At 1:34 am we got a knock on the door. “Monica’s in labor.” I really wanted to be present for the birth of this child, but I also had a hunch that she was not going to pop immediately considering that this was her first. I asked how long she had been feeling contractions and when I heard that they just started, I said, “Go to the clinic, I’ll find you there in the morning.”
Several weeks ago I asked Monica’s mother if she had prepped Monica for the birth process. Her response? “I told her not to make noise.” “No, no,” I clarified,” I mean did you teach her about how her body works and how the baby will be born.” “Yes. I told her everything. I told her not to cry or scream.”
Apparently, ‘don’t make noise or cry or scream,’ is everything one needs to know to give birth. My over-prepared American-ness scrolled through a dozen replies in my head as I considered the 12 week long Bradley course we took and the hospital classes that are offered everywhere and options like Lamaze and Hypno-birthing, not to mention the gazillion books and websites that are meant to answer the never ending list of questions flowing from the mommy to be. The wanna-be-doula in me was having a crisis, thinking, “this girl is going to be a hot mess if someone doesn’t help her!”
I’ve asked women before why they aren’t allowed to make noise in the delivery room and it has always been explained to me that the silent laboring is out of respect for those who have gone before. The message: your mama was strong enough to shush up and push and you will be too. Women take this code of honor seriously; in all of the births I’ve attended I’ve only heard one woman come close to breaking the “no complaining” rule. She whispered, “I’m never doing this again.” Her aunt nipped that in the bud retorting, “Yes you will, you’ll have ten more, now get back to work.” Birthing is a woman-only event. When I’ve asked why the husbands are not allowed in the labor ward, the women have explained that they do it out of kindness to the men, not wanting them to feel inferior to their wives when they see how fierce they are. Several women questioned my choice to have Jeremy with me through Bronwyn’s birth. “Won’t you crush his manhood with your display of strength?” Haha. I just confirmed with Jeremy and he says his manhood is still in tact.
I’ve often thought about the first time moms like Monica who enter into that room to birth their child knowing nothing about the physiological process that is about to take place. I get stuck thinking about all the information they don’t have access to… But then I start thinking about the information they DO have access to.
-- You are supported by the throngs of women who have gone before.
-- Grown men cower at your current ferocity.

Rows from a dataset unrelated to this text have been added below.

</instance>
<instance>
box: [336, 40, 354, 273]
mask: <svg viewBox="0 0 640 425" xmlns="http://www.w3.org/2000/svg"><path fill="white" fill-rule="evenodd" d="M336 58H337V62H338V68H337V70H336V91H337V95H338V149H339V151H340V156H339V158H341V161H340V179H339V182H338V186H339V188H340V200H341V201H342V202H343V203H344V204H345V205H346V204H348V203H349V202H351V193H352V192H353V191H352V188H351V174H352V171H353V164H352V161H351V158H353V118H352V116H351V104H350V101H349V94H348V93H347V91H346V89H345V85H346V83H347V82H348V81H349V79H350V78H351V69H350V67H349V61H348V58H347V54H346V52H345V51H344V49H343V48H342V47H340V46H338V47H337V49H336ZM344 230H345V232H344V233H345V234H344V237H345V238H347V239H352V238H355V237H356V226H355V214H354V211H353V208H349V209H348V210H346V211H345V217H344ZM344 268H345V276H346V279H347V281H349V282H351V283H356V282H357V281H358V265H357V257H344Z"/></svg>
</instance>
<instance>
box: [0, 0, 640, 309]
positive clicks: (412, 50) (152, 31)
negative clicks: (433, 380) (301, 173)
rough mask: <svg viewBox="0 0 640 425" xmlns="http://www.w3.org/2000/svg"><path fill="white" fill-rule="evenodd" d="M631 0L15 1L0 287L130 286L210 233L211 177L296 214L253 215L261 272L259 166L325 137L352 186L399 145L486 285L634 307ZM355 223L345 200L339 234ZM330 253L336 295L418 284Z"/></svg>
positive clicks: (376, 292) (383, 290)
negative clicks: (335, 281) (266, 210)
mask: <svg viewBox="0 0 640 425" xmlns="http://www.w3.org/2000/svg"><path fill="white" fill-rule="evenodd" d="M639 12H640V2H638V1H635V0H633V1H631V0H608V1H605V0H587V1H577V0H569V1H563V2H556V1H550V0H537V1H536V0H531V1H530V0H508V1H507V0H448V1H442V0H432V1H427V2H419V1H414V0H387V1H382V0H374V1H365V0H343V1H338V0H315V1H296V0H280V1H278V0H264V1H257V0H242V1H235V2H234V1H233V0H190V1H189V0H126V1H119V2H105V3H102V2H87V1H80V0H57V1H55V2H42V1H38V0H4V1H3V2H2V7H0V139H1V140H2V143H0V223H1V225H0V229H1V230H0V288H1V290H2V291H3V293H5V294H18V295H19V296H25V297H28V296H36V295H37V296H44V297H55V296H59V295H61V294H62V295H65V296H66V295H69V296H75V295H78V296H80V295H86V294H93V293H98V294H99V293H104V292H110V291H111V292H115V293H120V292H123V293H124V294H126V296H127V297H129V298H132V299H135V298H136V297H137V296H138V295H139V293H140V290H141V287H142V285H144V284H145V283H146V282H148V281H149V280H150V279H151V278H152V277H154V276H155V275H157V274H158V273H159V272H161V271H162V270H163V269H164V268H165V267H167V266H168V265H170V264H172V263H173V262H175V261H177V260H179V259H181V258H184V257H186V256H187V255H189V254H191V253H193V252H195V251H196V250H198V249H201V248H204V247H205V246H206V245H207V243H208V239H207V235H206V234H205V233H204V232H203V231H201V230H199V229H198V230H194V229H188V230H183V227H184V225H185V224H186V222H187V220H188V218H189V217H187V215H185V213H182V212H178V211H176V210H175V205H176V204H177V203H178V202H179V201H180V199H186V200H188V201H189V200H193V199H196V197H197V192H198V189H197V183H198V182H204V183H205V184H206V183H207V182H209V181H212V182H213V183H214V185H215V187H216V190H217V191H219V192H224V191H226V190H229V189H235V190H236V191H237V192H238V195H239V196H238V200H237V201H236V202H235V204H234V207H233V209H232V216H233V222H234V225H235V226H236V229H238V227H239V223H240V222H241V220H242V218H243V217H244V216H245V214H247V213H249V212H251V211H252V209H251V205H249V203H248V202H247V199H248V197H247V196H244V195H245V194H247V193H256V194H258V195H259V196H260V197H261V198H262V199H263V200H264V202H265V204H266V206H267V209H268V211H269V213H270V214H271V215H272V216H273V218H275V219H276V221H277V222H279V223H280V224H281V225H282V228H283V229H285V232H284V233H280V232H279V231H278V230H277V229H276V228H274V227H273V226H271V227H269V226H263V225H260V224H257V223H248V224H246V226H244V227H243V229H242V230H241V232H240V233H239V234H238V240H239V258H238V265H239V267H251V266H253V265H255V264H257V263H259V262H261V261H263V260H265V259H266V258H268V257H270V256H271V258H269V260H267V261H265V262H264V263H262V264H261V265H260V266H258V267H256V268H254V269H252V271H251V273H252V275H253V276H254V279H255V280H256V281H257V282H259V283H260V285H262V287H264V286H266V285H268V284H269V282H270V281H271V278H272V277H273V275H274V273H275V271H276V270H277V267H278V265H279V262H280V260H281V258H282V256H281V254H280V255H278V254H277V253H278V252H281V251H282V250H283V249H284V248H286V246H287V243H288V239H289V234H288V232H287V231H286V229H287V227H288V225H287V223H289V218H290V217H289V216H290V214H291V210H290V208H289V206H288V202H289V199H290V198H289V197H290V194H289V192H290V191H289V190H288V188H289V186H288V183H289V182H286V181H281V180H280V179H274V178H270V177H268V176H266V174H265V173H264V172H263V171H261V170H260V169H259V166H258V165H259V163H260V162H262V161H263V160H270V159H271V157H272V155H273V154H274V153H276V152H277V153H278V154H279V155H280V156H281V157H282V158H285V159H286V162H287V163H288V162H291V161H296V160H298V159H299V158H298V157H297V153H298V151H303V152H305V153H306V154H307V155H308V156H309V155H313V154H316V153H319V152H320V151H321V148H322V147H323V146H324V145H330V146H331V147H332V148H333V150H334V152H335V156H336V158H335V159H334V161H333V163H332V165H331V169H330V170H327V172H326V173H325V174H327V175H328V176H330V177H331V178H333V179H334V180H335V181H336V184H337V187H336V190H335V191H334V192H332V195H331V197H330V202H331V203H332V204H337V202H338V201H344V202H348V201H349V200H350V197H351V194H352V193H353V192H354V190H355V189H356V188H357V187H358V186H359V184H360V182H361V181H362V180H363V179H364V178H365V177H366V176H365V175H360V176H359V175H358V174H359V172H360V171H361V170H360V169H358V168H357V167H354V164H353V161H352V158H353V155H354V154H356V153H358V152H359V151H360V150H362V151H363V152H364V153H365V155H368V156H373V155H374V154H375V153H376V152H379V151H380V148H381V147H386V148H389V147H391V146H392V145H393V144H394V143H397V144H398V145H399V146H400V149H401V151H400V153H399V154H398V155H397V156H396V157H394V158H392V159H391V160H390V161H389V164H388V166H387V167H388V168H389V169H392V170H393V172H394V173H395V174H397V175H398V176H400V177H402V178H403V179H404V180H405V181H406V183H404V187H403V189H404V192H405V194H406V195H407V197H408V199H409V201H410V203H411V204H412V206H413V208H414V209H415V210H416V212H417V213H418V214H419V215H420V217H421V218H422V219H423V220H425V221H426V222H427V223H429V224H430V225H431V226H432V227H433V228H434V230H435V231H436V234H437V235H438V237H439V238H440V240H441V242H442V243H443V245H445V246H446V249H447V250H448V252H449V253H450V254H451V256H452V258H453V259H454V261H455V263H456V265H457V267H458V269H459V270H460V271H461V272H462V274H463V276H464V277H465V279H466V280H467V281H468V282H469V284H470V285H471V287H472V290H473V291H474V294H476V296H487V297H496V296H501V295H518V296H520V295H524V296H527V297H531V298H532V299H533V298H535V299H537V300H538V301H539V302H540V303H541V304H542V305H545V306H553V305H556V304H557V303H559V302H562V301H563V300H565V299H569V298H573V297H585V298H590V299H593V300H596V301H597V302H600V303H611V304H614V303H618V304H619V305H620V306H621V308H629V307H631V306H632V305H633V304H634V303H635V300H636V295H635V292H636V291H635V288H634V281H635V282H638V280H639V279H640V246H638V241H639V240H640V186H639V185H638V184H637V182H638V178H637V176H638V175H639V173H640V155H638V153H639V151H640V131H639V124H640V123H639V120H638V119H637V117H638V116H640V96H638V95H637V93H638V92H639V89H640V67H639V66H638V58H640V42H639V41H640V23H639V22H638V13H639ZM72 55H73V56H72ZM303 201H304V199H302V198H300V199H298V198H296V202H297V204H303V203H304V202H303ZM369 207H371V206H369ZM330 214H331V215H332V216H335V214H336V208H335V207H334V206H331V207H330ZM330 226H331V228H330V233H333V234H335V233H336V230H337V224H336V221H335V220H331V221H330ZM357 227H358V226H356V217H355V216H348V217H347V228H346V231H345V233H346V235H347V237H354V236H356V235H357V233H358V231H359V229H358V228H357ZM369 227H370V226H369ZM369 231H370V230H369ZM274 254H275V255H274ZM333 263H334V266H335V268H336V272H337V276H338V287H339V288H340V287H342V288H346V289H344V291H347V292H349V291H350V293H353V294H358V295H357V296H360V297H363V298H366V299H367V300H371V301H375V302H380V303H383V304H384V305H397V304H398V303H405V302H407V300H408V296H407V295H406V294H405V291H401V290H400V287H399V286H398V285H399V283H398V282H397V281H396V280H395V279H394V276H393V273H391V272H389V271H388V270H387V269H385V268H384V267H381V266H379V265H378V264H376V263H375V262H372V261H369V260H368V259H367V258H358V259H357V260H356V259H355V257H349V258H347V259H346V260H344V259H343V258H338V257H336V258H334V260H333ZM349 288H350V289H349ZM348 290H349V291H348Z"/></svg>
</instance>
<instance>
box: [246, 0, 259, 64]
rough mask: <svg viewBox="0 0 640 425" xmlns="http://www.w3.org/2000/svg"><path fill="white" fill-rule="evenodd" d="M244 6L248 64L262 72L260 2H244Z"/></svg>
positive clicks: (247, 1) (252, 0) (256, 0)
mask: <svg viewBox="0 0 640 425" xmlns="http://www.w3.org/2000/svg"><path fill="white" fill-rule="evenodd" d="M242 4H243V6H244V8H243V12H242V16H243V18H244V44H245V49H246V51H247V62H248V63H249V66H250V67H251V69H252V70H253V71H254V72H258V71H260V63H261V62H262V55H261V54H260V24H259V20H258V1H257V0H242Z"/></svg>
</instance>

-- God knows, and your body knows.
-- You can and will do this.
I think about how the American birth culture subtly rejects statements like these. Our birthing heroes are not the women around us but the white-coat OB’s who tell us how its going to be. When we say we can’t do it, the nurses readily agree and without further encouragement, start putting in orders for synthetic hormones and painkillers. We are taught to bow to monitors and protocol instead of praying for wisdom and worshipping at God’s grand design.
Watching Zambian women birth their children has convinced me that I still want to deliver any other children we may have at the hospital (I’ll talk more about the down-side of birthing at a rural clinic in the future.) But I am forever thankful for the knowledge these women have given me. They have changed the dialogue and thus changed the birth story. The strength and faith that accompany the steady determination of these women challenges me still.